В Москве Глиэр снова установил себе адски напряженный жизненный ритм. Обнаружив, что Сафонов выписал для консерватории новые издания всех сочинений Берлиоза, он принялся за тщательный разбор партитур этого «полководца оркестровых сил» (так назвал его А. Н. Серов), мечтая в совершенстве овладеть оркестровым письмом. Много сочинял, уделяя основное внимание Второму секстету, и шлифовал уже написанное, в частности «Балладу» для виолончели и фортепиано и «Романс» для скрипки и фортепиано, Вариации на тему из октета. По-прежнему Глиэр давал частные уроки и не отказывался ни от какой работы, связанной с музыкой. По просьбе С. А. Кусевицкого, например, который часто выступал в концертах как контрабасист, Рейнгольд Морицевич за пять дней инструментовал Концерт Генделя.

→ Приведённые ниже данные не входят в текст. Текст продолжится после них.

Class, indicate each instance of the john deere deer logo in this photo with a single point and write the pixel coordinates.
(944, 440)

Не забывал Глиэр и о театрах. Увидев афиши, возвещавшие о новой постановке «Мнимого больного» Мольера и фонвизинского «Недоросля», он спешил обеспечить себя билетами. Не пропускал и вечеров у Гольденвейзера, особенно когда ему говорили, что будут исполнять, например, новое трио Гедике и сонату Рахманинова, Шаляпин споет «Балладу» Аренского. Частым гостем стал Глиэр в доме певицы Б. А. Лавровской, чей низкий, бархатный голос приводил в восторг еще Чайковского. У Лавровской Глиэр встречался с Умберто Мазетти, А. В. Неждановой, приезжавшей из Петербурга Н. Н. Римской-Корсаковой, многочисленными учениками и ученицами Мазетти и Лавровской (тогда уже — профессора Московской консерватории). Известность молодого композитора росла в немалой степени благодаря романсам, а личное обаяние привлекало к нему многих людей. Круг знакомых быстро расширялся. В среде московских музыкантов Глиэр стал совсем своим и, естественно, поэтому принял участие в чествовании Аренского; он неизменно присутствовал на так называемых рубинштейновских обедах, проводившихся ежемесячно с целью тесного общения и обсуждения событий в мире искусства, на которых собирались деятели культуры Москвы во главе с почитаемым всеми Танеевым.